Information Sheet
R Roy Nelson Canning Company.
1029 Records, 1907-1993.
One volume
and forty-two folders.
THIS COLLECTION IS IN OFF-CAMPUS STORAGE. AT LEAST TWO DAYS' NOTICE IS REQUIRED FOR ITS USE.
These are records of the Roy Nelson Canning Company, a
large tomato-canning concern especially active in Stone, Taney, and Douglas
counties in Missouri. The collection consists of land records,
deeds, financial statements, insurance papers, and records for individual
factories, mostly for operations in Stone
County, Missouri.
In 1902, Roy Nelson and his brother-in-law B. F.
Julian began canning apples and peaches in Rogers, Arkansas.
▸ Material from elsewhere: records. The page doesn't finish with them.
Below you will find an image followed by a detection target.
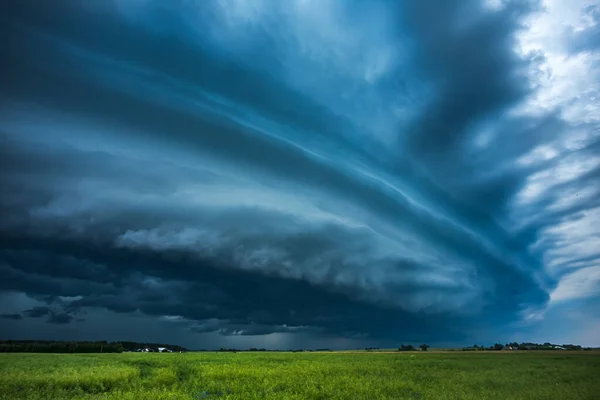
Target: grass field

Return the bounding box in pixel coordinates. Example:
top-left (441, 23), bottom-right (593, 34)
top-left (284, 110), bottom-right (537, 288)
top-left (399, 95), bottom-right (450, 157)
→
top-left (1, 352), bottom-right (599, 400)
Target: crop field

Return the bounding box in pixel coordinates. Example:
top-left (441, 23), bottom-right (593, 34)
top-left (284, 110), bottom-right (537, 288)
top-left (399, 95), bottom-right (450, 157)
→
top-left (1, 352), bottom-right (599, 400)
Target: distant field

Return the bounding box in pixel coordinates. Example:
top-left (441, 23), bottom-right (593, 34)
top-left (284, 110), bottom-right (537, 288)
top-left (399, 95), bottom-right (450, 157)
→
top-left (1, 352), bottom-right (599, 399)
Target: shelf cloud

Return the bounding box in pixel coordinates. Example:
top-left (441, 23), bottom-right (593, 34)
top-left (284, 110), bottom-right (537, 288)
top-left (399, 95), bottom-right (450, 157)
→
top-left (1, 0), bottom-right (598, 348)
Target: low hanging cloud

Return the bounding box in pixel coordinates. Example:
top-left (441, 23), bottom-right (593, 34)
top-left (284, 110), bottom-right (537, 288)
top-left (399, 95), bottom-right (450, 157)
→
top-left (1, 0), bottom-right (599, 347)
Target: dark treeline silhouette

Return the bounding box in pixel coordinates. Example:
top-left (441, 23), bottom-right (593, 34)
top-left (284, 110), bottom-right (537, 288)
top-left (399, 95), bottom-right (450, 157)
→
top-left (3, 340), bottom-right (592, 353)
top-left (395, 342), bottom-right (592, 352)
top-left (397, 344), bottom-right (432, 351)
top-left (0, 340), bottom-right (186, 353)
top-left (216, 348), bottom-right (332, 353)
top-left (461, 342), bottom-right (590, 351)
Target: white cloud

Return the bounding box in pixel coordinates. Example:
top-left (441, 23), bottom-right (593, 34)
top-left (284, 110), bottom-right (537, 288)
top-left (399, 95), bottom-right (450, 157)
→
top-left (550, 265), bottom-right (600, 302)
top-left (515, 0), bottom-right (600, 124)
top-left (508, 0), bottom-right (600, 306)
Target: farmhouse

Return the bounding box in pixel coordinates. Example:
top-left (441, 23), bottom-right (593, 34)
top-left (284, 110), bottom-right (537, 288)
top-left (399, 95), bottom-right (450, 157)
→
top-left (137, 347), bottom-right (153, 352)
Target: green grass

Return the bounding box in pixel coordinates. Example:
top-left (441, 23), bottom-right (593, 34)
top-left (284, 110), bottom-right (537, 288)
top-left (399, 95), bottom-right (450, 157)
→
top-left (1, 352), bottom-right (599, 399)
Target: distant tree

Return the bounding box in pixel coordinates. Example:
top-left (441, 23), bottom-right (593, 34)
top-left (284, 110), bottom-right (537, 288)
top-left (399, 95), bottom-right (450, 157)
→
top-left (0, 340), bottom-right (134, 353)
top-left (419, 344), bottom-right (430, 351)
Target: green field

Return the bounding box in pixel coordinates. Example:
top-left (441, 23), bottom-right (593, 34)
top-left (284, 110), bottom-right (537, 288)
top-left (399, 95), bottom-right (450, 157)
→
top-left (1, 352), bottom-right (599, 400)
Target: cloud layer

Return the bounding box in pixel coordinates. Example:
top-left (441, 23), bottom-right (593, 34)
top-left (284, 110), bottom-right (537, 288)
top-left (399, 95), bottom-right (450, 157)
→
top-left (1, 0), bottom-right (599, 348)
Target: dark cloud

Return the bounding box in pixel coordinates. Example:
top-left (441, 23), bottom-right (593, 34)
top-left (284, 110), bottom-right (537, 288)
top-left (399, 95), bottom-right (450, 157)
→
top-left (401, 0), bottom-right (537, 157)
top-left (0, 0), bottom-right (598, 347)
top-left (0, 232), bottom-right (470, 342)
top-left (19, 302), bottom-right (84, 325)
top-left (23, 307), bottom-right (51, 318)
top-left (1, 313), bottom-right (23, 320)
top-left (47, 312), bottom-right (76, 325)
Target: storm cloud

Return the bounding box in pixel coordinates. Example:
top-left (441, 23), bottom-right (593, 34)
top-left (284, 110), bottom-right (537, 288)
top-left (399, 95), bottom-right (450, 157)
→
top-left (1, 0), bottom-right (599, 348)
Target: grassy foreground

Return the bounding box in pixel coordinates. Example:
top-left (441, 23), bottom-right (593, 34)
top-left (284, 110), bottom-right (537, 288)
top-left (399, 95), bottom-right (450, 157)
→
top-left (1, 352), bottom-right (599, 400)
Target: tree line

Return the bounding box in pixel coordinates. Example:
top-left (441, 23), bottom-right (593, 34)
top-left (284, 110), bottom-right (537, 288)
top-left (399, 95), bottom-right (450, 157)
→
top-left (398, 344), bottom-right (430, 351)
top-left (396, 342), bottom-right (592, 352)
top-left (461, 342), bottom-right (591, 351)
top-left (1, 340), bottom-right (592, 353)
top-left (215, 348), bottom-right (334, 353)
top-left (0, 340), bottom-right (187, 353)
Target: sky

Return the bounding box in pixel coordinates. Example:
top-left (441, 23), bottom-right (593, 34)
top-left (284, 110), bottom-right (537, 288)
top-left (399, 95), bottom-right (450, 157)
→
top-left (1, 0), bottom-right (599, 350)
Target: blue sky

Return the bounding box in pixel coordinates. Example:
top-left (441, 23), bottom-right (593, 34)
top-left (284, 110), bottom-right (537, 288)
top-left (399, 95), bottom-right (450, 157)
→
top-left (1, 0), bottom-right (599, 349)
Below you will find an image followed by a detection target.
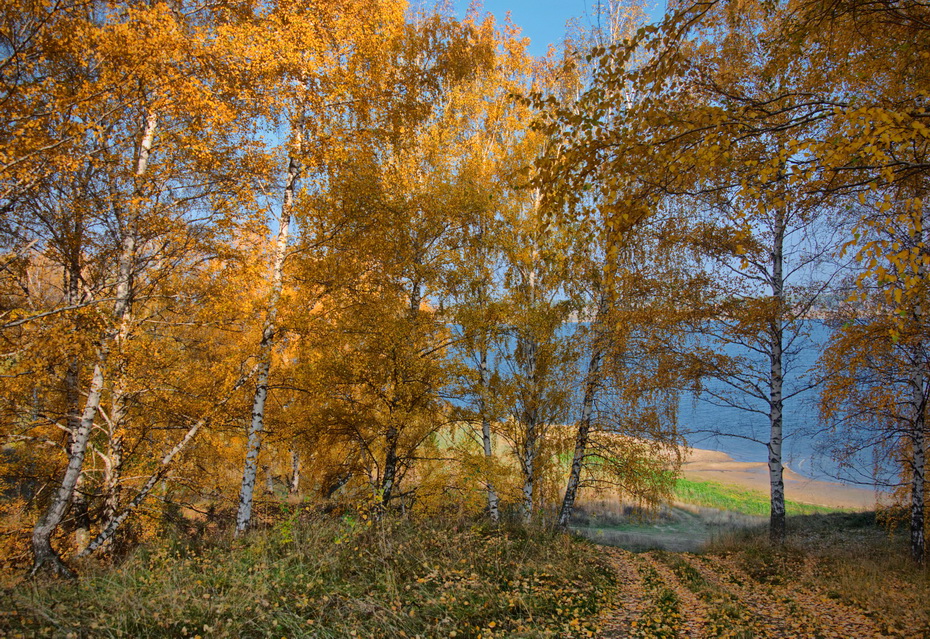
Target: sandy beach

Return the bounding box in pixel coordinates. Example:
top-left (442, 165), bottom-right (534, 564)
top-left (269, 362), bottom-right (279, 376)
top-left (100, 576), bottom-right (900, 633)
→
top-left (682, 447), bottom-right (882, 510)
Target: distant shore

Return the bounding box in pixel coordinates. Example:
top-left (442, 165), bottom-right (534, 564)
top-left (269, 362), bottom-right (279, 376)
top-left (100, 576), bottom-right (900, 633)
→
top-left (682, 447), bottom-right (881, 510)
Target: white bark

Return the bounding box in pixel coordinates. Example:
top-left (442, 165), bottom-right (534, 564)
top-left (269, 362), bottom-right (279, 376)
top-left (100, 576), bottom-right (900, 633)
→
top-left (478, 347), bottom-right (499, 522)
top-left (79, 366), bottom-right (255, 556)
top-left (289, 449), bottom-right (301, 495)
top-left (99, 111), bottom-right (155, 538)
top-left (910, 210), bottom-right (927, 564)
top-left (64, 268), bottom-right (89, 553)
top-left (30, 361), bottom-right (106, 578)
top-left (30, 110), bottom-right (157, 577)
top-left (518, 335), bottom-right (539, 523)
top-left (768, 201), bottom-right (787, 542)
top-left (519, 193), bottom-right (541, 524)
top-left (235, 143), bottom-right (299, 536)
top-left (910, 366), bottom-right (926, 564)
top-left (79, 418), bottom-right (205, 557)
top-left (101, 428), bottom-right (123, 535)
top-left (264, 464), bottom-right (275, 494)
top-left (381, 426), bottom-right (400, 506)
top-left (558, 297), bottom-right (607, 528)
By 1903 or 1904, Nelson had relocated to Marshfield, Missouri. He began canning operations in Stone County
in 1912 or 1913, and by 1920 had ten factories there. In 1922, Nelson shipped an entire trainload
of tomatoes—thirty-five cars—from the Crane factory; Stone County’s
1923 tomato shipment was larger than that of any other county in the
state. By 1925, Nelson operated fifteen
factories and was reputed to be the world’s largest individual canner. In 1926, shipments of canned tomatoes from
Reeds Spring totaled seventy-eight train carloads, with sixty more in storage
awaiting shipment. Nelson reportedly
shipped over one-half million dollars worth of tomatoes from Stone County
in 1928. In 1929 his factories processed
over 350 train carloads—350,000 cases or 7 million cans of tomatoes—worth
$650,000.
Roy Nelson was known as the “Canning King of the
Ozarks” when he died in December 1929.
At the time of his death he owned eighteen factories in the southwestern
Ozarks, mostly located in Stone, Taney, and Douglas counties. His widow, Lola G. Nelson, sold the company
in February 1930. Porter S. Lucas, who
owned the factory at Crane, and co-owned those at Elsey, Hurley, and Quail Spur,
headed the new enterprise, which continued to operate under the Nelson
name. The new company sold the canneries
at Browns Spring, Galena, and Reeds
Spring, Missouri, and Bergman and Pyatt, Arkansas. Mrs. Nelson herself operated the cannery at Ava, Missouri.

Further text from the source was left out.